Forests are one of the most important ways our planet regulates its climate. It's simple: Trees remove carbon from the atmosphere and store it. Older forests tend to store more carbon than younger ones, and a single big tree can add the same amount of carbon to the forest within a year as is contained in an entire midsized tree. Understanding the world's forest systems is an essential factor in building a picture of our planet's health. Forest ecologists can do this by walking through the forests they study and gathering data on each and every tree. One of those forest-walkers is Kristina Anderson-Teixeira, leader of the Ecosystems and Climate Initiative for Smithsonian's Forest Global Earth Observatory (ForestGEO), which monitors more than 6 million trees around the world.
ForestGEO started out as a grassroots coalition of scientists who were curious about forest health. Today, it's the only network of research forests that has standardized these protocols across all the different types of forests on a global scale. "This puts us in a unique position to do comparisons. We're looking at larger plots and smaller tree sizes than is typical of most forest plots. It's really very powerful in terms of data and the types of questions we can ask," Anderson-Teixeira says.

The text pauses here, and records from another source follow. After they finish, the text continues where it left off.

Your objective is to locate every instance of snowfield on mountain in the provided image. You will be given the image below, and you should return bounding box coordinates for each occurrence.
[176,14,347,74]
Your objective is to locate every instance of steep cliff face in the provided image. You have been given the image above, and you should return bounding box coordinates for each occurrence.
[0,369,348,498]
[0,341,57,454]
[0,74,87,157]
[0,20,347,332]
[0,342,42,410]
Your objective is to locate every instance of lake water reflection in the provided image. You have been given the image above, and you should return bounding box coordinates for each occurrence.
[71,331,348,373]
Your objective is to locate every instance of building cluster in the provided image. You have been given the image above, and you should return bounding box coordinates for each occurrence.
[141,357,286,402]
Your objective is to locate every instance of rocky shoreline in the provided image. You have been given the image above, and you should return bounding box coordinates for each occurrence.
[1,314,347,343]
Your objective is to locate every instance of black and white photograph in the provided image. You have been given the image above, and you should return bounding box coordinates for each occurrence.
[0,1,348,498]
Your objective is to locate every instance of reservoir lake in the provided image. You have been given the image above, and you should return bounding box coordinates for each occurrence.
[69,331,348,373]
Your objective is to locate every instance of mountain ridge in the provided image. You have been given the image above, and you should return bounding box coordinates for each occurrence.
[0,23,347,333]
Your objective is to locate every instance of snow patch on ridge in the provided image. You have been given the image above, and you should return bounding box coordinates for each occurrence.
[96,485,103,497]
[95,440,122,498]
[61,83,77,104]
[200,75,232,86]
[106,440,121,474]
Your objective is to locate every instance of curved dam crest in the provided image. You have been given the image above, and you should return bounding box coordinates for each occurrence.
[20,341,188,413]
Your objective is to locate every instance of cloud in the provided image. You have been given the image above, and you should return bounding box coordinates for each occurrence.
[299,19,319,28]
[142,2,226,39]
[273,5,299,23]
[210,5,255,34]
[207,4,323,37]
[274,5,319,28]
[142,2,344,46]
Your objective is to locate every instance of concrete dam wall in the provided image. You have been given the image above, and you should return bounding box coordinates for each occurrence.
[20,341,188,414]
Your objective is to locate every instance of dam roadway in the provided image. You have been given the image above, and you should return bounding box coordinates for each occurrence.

One of the biggest and most pervasive consequences of climate change worldwide is drought. As the climate warms and the amount of precipitation doesn't change, drought is more likely. These droughts don't happen everywhere, but where they do occur, they can be much more severe than in the past. What ForestGEO has helped discover is that it's the bigger, older trees - the ones that hold the most carbon - that have a tendency to suffer more when their local ecosystem dries up.